A live state television broadcast counted off the number of survivors brought above ground -- 114 -- as miners wrapped in blankets were hurried to waiting ambulances that sped wailing to nearby hospitals.
Rescuers in tears hugged each other at the scene, which was broadcast on national television. The sudden surge in rescues was a rare piece of good news for China’s mining industry, the deadliest in the world.
“A miracle has finally happened,” a rescue headquarters spokesman, Liu Dezheng, told reporters Monday morning, after the first nine miners were taken out shortly after midnight. “We believe that more miracles will happen.”
The stream of survivors started about two hours later.
“This is probably one of the most amazing rescues in the history of mining anywhere,” said David Feickert, a coal mine safety adviser to the Chinese government.
The miners were in their eighth day underground when rescuers were finally able to reach them.
As the wave of rescues began, state television said rescuers were preparing to pull as many as 70 to 80 miners out of the mine, though conditions underground remained complicated by high murky water. A total of 153 workers had been trapped.
Families of the survivors were thrilled. “He called and managed to say my sister’s nickname, ‘Xiaomi,’ so we know it’s really him and that he’s alive,” said Long Liming, who said he received a call around midday from his rescued brother-in-law Fu Ziyang.

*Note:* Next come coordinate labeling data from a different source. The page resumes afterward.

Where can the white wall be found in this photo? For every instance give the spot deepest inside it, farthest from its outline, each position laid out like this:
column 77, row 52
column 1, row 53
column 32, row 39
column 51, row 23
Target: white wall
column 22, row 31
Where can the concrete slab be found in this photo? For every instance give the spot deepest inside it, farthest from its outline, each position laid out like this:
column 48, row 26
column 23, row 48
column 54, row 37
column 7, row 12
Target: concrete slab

A doctor then took the phone and said Fu had to rest, Long said. “He was trapped underground for so long, so he’s very weak. But we are very relieved to know that he made it out safely.”
The first rescue early Monday morning had seemed beyond hope for days before crews finally heard tapping from deep underground Friday.
The miners had been trapped since March 28 when workers digging tunnels broke into a water-filled abandoned shaft. Rescuers then scrambled to understand the complicated situation underground. Some workers appeared to be trapped on upper platforms of the mine by a V-shaped shaft that was swamped with water.
The challenge has been to pump out enough water to even enter the mine safely. Divers who entered Saturday afternoon came back within a couple of hours, saying the black, murky water made reaching the platforms very difficult.
It was unclear Monday how deep into the mine the rescued workers had been found.
“The miners in the lowest levels will be in the most extreme danger,” Feickert said. “Just think of a tall building, with people on different floors, if that suddenly filled up with water.”
Some of the soaked miners had hung from shaft walls by their belts for days to avoid falling into the water when asleep. Hundreds of rescuers were underground with hopes that glimpses of swinging lights and new tapping sounds meant even more survivors could be found.
Liu said the first batch of nine rescued miners were in stable condition. The state-run Xinhua News Agency said all nine were conscious and could say their name and hometown, but their bodies had suffered from being soaked for so long. Television footage showed at least one miner was brought out barefoot.
Liu Qiang, a medical officer involved in the rescue, said the survivors had hypothermia, severe dehydration and skin infections from being in the water so long. Some also were in shock and had low blood pressure.
China Central Television said one of the newly rescued workers still was holding his mining lamp.
A preliminary investigation last week found that the mine’s managers ignored water leaks before the accident, the State Administration of Work Safety said.
China’s coal mines are the world’s deadliest. Accidents killed 2,631 coal miners in China last year, down from 6,995 deaths in 2002, the most dangerous year on record, according to the State Administration of Coal Mine Safety.